FATCA is the Foreign Account Taxpayers Compliance Act. On Feb. 8th, 2012, the IRS and the Treasury Department proposed tax regulations under FATCA and a statement regarding a new intergovernmental approach with 5 trading partners of the United States to improve international tax compliance and tax implementation of the FATCA. The new upcoming new regulations are a highly dynamic issue with IRS officials and foreign governments frequently commenting.

Key Provisions

Certain United States taxpayers who hold financial assets in a country other than the US must now report those assets directly to the Internal Revenue Service under FATCA. Additionally, foreign financial institutions will be required to report to the Internal Revenue Service information about certain financial accounts that are held by United States taxpayers.

  1. United States Taxpayer Reporting When Holding Foreign Financial Assets

US taxpayers who hold foreign financial assets with a value that exceeds $50,000 will be required to report information about the assets on Form 8938 and attach it to their annual IRS tax return. The reporting applies to assets that were held during taxable years beginning Mar. 18, 2010. The majority of taxpayers, they will start reporting on the tax return for 2011. There is a $10,000 penalty if they fail to report their foreign financial assets on IRS Form 8938. The penalty can increase to $50,000 if they still do not report after they receive a notification from the IRS. Tax underpayments that are attributable to foreign financial assets that are non-disclosed are subject to the 40% understatement penalty.

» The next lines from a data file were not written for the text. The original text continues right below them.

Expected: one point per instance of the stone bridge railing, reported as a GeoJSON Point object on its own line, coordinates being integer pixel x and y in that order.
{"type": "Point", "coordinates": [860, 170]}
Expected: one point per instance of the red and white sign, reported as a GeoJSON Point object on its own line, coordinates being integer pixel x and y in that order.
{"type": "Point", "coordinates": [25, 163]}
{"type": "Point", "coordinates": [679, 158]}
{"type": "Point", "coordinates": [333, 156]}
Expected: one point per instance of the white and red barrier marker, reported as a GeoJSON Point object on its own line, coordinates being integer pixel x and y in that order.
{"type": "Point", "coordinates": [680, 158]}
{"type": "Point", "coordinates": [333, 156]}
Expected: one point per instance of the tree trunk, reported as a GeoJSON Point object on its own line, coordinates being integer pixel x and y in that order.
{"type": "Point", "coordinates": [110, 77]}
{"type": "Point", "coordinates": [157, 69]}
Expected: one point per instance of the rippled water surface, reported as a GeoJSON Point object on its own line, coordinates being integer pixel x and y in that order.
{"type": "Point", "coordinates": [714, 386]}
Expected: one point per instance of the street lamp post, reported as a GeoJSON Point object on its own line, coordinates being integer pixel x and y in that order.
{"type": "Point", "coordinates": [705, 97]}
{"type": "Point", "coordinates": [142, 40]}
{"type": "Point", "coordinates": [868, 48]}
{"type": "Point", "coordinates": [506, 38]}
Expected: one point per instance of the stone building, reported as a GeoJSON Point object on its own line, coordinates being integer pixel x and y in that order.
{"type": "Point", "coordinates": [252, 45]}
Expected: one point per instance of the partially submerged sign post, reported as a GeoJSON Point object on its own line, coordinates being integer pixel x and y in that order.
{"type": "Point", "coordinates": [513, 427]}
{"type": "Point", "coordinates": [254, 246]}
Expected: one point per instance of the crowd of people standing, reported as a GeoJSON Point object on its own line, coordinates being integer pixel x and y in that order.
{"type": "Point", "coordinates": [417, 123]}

  1. Foreign Financial Institution Reporting

Foreign financial institutions, also known as FFIs, will now be required to directly report information about US taxpayer accounts to the IRS. They will also have to report accounts that are held by foreign entities that US taxpayers hold a substantial interest in ownership. FFIs will need to enter an agreement with the Internal Revenue Service by June 30th, 2013. The participating FFIs will have an obligation to 1. Perform due diligence and identification procedures with their account holders; 2. Annually report US taxpayers or other foreign entities that have a substantial United States ownership to the IRS; 3. Withhold 30% of payments from income sourced in the United States and pay it to the IRS, in addition to securities sales that generate income sourced in the United States made to other FFIs that are not participating, foreign entity account holders that have failed to provide enough information about substantial United States owners and individual account holders that failed to provide enough information to show whether they are a person from the United States or not.

The FATCA will significantly impact United States financial institutions, the United States withholding agents, foreign entities that are non-financial, foreign financial institutions and the United States, taxpayers.